24 de agosto: Día de asueto. Lectura y relajación. Tumbona, playa y piscina. Cena en restaurante mejicano, con fondo musical de canciones en español -pero de cualquier sitio menos de Méjico.
25 de agosto: Madrugamos y nos ponemos en camino a Nicosia. Según llegamos, aparcamos cerca del paso del "Ladria Palace" y caminamos hasta el puesto fronterizo. Allí concertamos el alquiler de un coche baratito, que debemos recoger después en las oficinas de la compañía. Entonces nos damos cuenta de que nos hemos dejado el pasaporte en el hotel. Gran disgusto. Pero no paaasssaa naaadaa: Nos dejan pasar con el DNI. ¡Tanta frontera, tanto muro con alambradas, y a la hora de la verdad esto es un coladero!.
Caminamos hasta las oficinas del rent-a-car y pasamos por un barrio moderno, con edificios oficiales y mucho bronce triunfalista. El vehículo en cuestión resulta ser un Suzuki Jimny de cuando reinó Carolo, muy chulo pero harto incómodo de conducir. Inasequible al desaliento, Alfonso se pone al volante y en seguida domina a la bestia. Enfilamos la carretera de Kyrenia (Girne en turco), la principal población de la costa norte. A lo lejos divisamos las crestas de la "cordillera gótica", llamada así por el rosario de castillos, iglesias y otras costrucciones de tal estilo, dejadas allí por los caballeros francos durante la Edad Media.

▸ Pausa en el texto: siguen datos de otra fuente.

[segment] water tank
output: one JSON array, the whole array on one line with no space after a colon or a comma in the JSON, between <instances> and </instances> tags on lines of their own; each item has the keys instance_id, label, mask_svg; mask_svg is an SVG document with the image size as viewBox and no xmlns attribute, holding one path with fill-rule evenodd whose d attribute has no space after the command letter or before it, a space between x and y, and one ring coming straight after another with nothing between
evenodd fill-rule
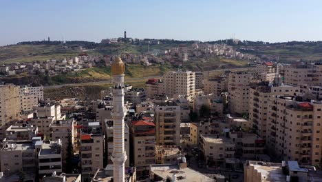
<instances>
[{"instance_id":1,"label":"water tank","mask_svg":"<svg viewBox=\"0 0 322 182\"><path fill-rule=\"evenodd\" d=\"M175 181L177 181L177 174L173 174L173 175L172 175L172 182Z\"/></svg>"},{"instance_id":2,"label":"water tank","mask_svg":"<svg viewBox=\"0 0 322 182\"><path fill-rule=\"evenodd\" d=\"M287 176L286 176L286 181L287 181L287 182L290 182L290 175L287 175Z\"/></svg>"}]
</instances>

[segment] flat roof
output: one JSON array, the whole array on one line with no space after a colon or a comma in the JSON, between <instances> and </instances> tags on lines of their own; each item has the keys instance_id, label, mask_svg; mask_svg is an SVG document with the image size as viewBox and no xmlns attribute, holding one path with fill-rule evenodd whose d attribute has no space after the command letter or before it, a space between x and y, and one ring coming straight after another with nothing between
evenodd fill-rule
<instances>
[{"instance_id":1,"label":"flat roof","mask_svg":"<svg viewBox=\"0 0 322 182\"><path fill-rule=\"evenodd\" d=\"M225 136L219 136L217 134L201 134L201 137L206 140L206 142L213 143L227 143L235 144L231 139L226 138Z\"/></svg>"},{"instance_id":2,"label":"flat roof","mask_svg":"<svg viewBox=\"0 0 322 182\"><path fill-rule=\"evenodd\" d=\"M299 165L297 161L288 161L288 169L291 171L297 171L297 172L308 172L308 170L306 168L301 168Z\"/></svg>"},{"instance_id":3,"label":"flat roof","mask_svg":"<svg viewBox=\"0 0 322 182\"><path fill-rule=\"evenodd\" d=\"M52 155L52 154L61 154L61 149L58 148L57 151L55 151L54 149L52 148L54 145L58 145L56 143L44 143L41 146L41 151L39 152L39 155Z\"/></svg>"},{"instance_id":4,"label":"flat roof","mask_svg":"<svg viewBox=\"0 0 322 182\"><path fill-rule=\"evenodd\" d=\"M34 150L34 147L32 142L21 143L6 143L5 147L2 148L3 151L12 151L12 150Z\"/></svg>"},{"instance_id":5,"label":"flat roof","mask_svg":"<svg viewBox=\"0 0 322 182\"><path fill-rule=\"evenodd\" d=\"M178 177L183 177L179 181L185 182L214 182L215 179L211 179L202 173L193 170L189 168L180 168L178 165L152 165L151 171L155 175L159 176L166 180L168 177L172 178L173 174L176 174ZM178 181L178 180L177 180Z\"/></svg>"}]
</instances>

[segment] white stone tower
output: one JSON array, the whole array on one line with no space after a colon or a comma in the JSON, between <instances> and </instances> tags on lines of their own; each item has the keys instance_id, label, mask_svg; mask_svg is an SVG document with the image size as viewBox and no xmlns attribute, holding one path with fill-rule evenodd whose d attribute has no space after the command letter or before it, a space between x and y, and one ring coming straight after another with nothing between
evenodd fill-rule
<instances>
[{"instance_id":1,"label":"white stone tower","mask_svg":"<svg viewBox=\"0 0 322 182\"><path fill-rule=\"evenodd\" d=\"M125 181L125 162L127 154L124 142L124 118L126 111L124 108L124 73L125 65L120 57L117 57L111 66L115 85L113 88L113 178L115 182Z\"/></svg>"}]
</instances>

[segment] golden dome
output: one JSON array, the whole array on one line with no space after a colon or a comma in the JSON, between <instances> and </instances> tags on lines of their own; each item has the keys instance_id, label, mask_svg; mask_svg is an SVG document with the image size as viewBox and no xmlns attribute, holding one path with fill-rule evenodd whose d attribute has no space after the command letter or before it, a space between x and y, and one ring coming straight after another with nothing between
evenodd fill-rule
<instances>
[{"instance_id":1,"label":"golden dome","mask_svg":"<svg viewBox=\"0 0 322 182\"><path fill-rule=\"evenodd\" d=\"M111 65L111 71L112 74L123 74L125 72L125 65L120 57L116 57L113 61Z\"/></svg>"}]
</instances>

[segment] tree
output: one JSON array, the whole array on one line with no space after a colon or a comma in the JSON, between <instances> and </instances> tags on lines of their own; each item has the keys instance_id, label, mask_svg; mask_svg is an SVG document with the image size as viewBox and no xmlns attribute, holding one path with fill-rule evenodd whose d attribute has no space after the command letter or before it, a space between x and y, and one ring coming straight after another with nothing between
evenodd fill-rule
<instances>
[{"instance_id":1,"label":"tree","mask_svg":"<svg viewBox=\"0 0 322 182\"><path fill-rule=\"evenodd\" d=\"M206 104L202 104L202 105L200 107L199 114L202 117L210 116L211 114L210 107Z\"/></svg>"}]
</instances>

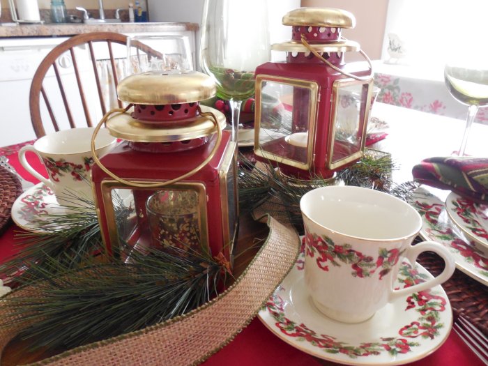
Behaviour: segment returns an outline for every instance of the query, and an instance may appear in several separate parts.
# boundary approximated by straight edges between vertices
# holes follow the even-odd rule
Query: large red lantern
[[[92,170],[107,249],[156,245],[229,260],[238,222],[236,148],[222,130],[224,116],[199,105],[215,95],[213,81],[194,71],[151,72],[124,79],[117,91],[133,107],[112,114],[106,126],[123,141]],[[121,203],[133,212],[122,223]]]
[[[292,40],[273,45],[285,62],[256,69],[254,153],[284,175],[333,176],[363,154],[370,104],[371,63],[359,45],[341,38],[355,25],[349,12],[301,8],[287,13]],[[346,63],[347,52],[369,63]]]

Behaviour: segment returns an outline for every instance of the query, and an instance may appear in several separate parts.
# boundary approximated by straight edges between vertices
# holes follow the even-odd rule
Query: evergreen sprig
[[[55,206],[49,214],[39,215],[31,224],[33,232],[19,234],[17,252],[0,266],[0,273],[17,281],[30,275],[33,264],[42,266],[54,259],[68,268],[76,268],[87,259],[104,252],[98,219],[93,201],[66,192],[62,197],[77,206]],[[116,220],[125,222],[133,211],[114,197]],[[55,269],[47,266],[46,268]]]
[[[206,254],[177,248],[125,252],[125,261],[76,269],[49,257],[42,266],[32,264],[29,278],[20,280],[24,286],[3,298],[13,317],[0,319],[0,326],[25,327],[19,337],[35,340],[32,351],[70,349],[188,312],[214,297],[225,280],[222,265]],[[27,286],[27,294],[15,295]]]

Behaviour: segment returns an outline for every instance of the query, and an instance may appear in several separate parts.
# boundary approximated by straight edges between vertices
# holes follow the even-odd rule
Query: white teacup
[[[368,188],[317,188],[300,201],[305,229],[305,283],[316,307],[346,323],[367,320],[387,303],[446,281],[455,265],[449,251],[432,241],[411,245],[422,218],[406,202]],[[393,289],[404,258],[422,252],[445,263],[435,278]]]
[[[54,191],[61,206],[82,204],[73,199],[74,195],[77,198],[93,200],[90,173],[93,159],[90,144],[94,130],[95,128],[88,127],[51,133],[19,151],[20,163],[27,171]],[[116,142],[116,139],[111,136],[108,130],[101,129],[95,142],[98,156],[100,158],[108,153]],[[25,158],[27,151],[37,154],[47,171],[49,179],[31,167]]]

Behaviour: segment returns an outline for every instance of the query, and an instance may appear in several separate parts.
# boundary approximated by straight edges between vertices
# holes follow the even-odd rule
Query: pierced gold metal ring
[[[345,38],[344,38],[345,39]],[[307,42],[307,38],[305,38],[304,34],[302,34],[302,44],[312,52],[314,54],[314,56],[316,57],[318,57],[320,59],[320,60],[322,62],[324,62],[325,63],[327,64],[328,66],[333,68],[335,70],[337,73],[340,73],[341,74],[346,75],[348,77],[351,77],[351,79],[354,79],[355,80],[359,80],[359,81],[363,81],[363,80],[368,80],[371,79],[373,77],[373,65],[371,63],[371,60],[367,56],[367,55],[365,53],[363,49],[359,50],[359,53],[361,54],[361,55],[365,59],[366,61],[367,62],[368,65],[369,66],[369,75],[368,76],[356,76],[355,75],[351,74],[349,73],[346,73],[346,71],[341,70],[338,67],[337,67],[335,65],[331,63],[328,60],[326,60],[321,54],[317,52],[315,49],[314,49],[310,45],[308,42]]]
[[[188,171],[188,173],[185,173],[184,174],[175,178],[174,179],[171,179],[170,181],[166,181],[165,182],[158,182],[158,183],[142,183],[139,182],[135,182],[132,181],[128,181],[126,179],[123,179],[123,178],[121,178],[118,176],[117,175],[114,174],[112,171],[110,171],[108,169],[107,169],[103,164],[102,164],[102,162],[100,161],[100,159],[98,159],[98,157],[97,156],[96,151],[95,151],[95,139],[96,139],[97,135],[98,134],[98,131],[100,131],[100,129],[102,128],[102,125],[107,122],[107,120],[109,119],[111,114],[114,113],[125,113],[126,112],[129,108],[130,108],[132,106],[132,104],[130,104],[128,105],[125,108],[116,108],[114,109],[112,109],[111,111],[109,111],[105,114],[105,116],[103,116],[103,118],[100,120],[100,121],[98,123],[97,126],[95,128],[95,130],[93,131],[93,135],[91,137],[91,154],[93,158],[93,161],[96,163],[98,167],[100,167],[100,169],[101,169],[103,171],[105,171],[107,174],[110,176],[112,178],[117,181],[119,183],[121,183],[122,184],[125,184],[126,185],[130,185],[132,187],[137,187],[139,188],[155,188],[158,187],[165,187],[165,185],[169,185],[170,184],[174,184],[176,182],[178,182],[183,179],[185,179],[185,178],[188,178],[189,176],[192,176],[197,171],[200,170],[201,168],[203,168],[205,165],[206,165],[210,160],[212,160],[213,156],[215,155],[217,153],[217,149],[219,148],[219,146],[220,145],[220,142],[222,141],[222,128],[220,128],[220,125],[219,125],[218,121],[217,119],[217,117],[215,117],[215,114],[212,112],[201,112],[201,109],[200,109],[200,107],[198,107],[199,112],[201,116],[209,116],[212,119],[213,121],[213,123],[215,124],[215,126],[217,128],[217,141],[215,142],[215,145],[213,146],[213,148],[211,151],[210,154],[203,161],[201,162],[198,166],[196,167],[193,168],[192,170]]]

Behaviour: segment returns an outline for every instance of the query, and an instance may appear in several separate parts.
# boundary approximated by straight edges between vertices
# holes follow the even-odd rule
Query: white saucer
[[[448,248],[458,269],[488,286],[488,247],[467,239],[452,223],[443,195],[445,191],[423,185],[415,191],[411,204],[422,216],[420,236]]]
[[[412,270],[406,263],[399,275],[401,280],[428,277],[432,275],[419,264]],[[415,297],[419,293],[387,304],[363,323],[332,320],[312,303],[303,278],[302,252],[258,315],[282,340],[319,358],[345,365],[402,365],[437,349],[452,325],[450,304],[441,286],[422,291],[431,298],[425,305],[419,304]]]
[[[488,204],[478,204],[452,192],[445,200],[451,220],[471,240],[488,248]]]
[[[43,216],[63,212],[58,204],[54,192],[44,183],[38,183],[19,196],[12,206],[12,220],[17,226],[32,232],[45,230],[33,222]]]

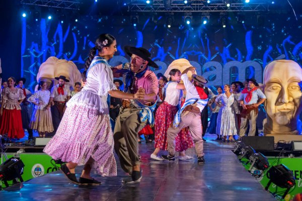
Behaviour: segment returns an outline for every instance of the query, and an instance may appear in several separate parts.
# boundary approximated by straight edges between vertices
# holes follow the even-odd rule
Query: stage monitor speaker
[[[302,141],[291,141],[292,151],[302,151]]]
[[[244,136],[242,142],[255,151],[269,151],[274,149],[273,136]]]
[[[47,143],[48,143],[48,142],[49,142],[51,139],[51,138],[35,138],[35,144],[34,145],[34,146],[44,147],[47,144]]]

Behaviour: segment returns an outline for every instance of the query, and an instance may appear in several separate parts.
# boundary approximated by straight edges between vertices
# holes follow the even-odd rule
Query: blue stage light
[[[209,19],[207,17],[205,16],[203,18],[202,18],[202,24],[203,24],[204,25],[205,25],[209,22]]]

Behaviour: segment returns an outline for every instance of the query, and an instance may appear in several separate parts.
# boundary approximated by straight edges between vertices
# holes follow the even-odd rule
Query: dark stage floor
[[[125,174],[118,163],[118,176],[93,176],[102,184],[79,186],[69,183],[60,171],[25,182],[0,192],[2,200],[274,200],[240,164],[231,151],[233,143],[208,140],[204,143],[206,163],[198,165],[194,156],[188,161],[152,161],[154,144],[140,145],[143,178],[140,183],[122,185]],[[77,172],[81,172],[81,168]],[[80,175],[77,175],[78,177]],[[8,191],[8,190],[11,191]]]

Antes de llegar nos desvíamos a la izquierda por una carreterilla que asciende estre campos de tiro del ejército turco hasta el castillo de San Hilarión. De origen bizantino, fue ampliado y reforzado por los Lusiñán. Se conserva en buen estado y el emplazamiento es muy atractivo: encaramado en lo alto de la montaña y mirando al Mediterráneo, más azul que en un folleto turístico. Tras el intenso ejercicio aeróbico -subiendo y bajando escaleras de piedra-, seguimos viaje hasta Kyrenia. Allí nos instalamos en una terraza del puerto para tomarnos una cerveza (una Efes turca) y descansar un rato hasta la hora de la comida. Comemos en otra terraza y tardan un siglo en servirnos. Después de comer visitamos el castillo, mole de piedra dorada que domina el frente marítimo de la ciudad. Desde sus almenas se divisa la ensenada que forman los restos del antiguo puerto romano. En sus aguas verde esmeralda nadan unos chicos del pueblo.
Antes de volver al sur tenemos una visita obligada: Bellapaís. Fue aquí donde Lawrence Durrell compró una casa en 1953 y donde residió la mayor parte del tiempo que relata en su libro. El pueblo recibe su nombre de la abadía gótica: Los monjes franceses que la fundaron la llamaron "de la Paix", y los venecianos lo cambiaron a "Bella País". Emplazada en las laderas de la cordillera y con una espléndida vista de toda la costa, la abadía en ruinas produce un efecto visual sorprendente, resultado una vez más de la mezcla de arquitectura occidental y entorno exótico. De todas formas, muchas cosas han cambiado desde que Durrell se fue: La aldea de campesinos griegos se ha transformado en un lugar turístico habitado por turcos, la famosa campiña de árboles frutales está ahora plagada de chalets de dudoso gusto y el Árbol de la Ociosidad –bajo cuyas ramas se reunían los paisanos a ver pasar el tiempo- es sólo un retoño insertado en la terraza de un restaurante. O témpora, o mores!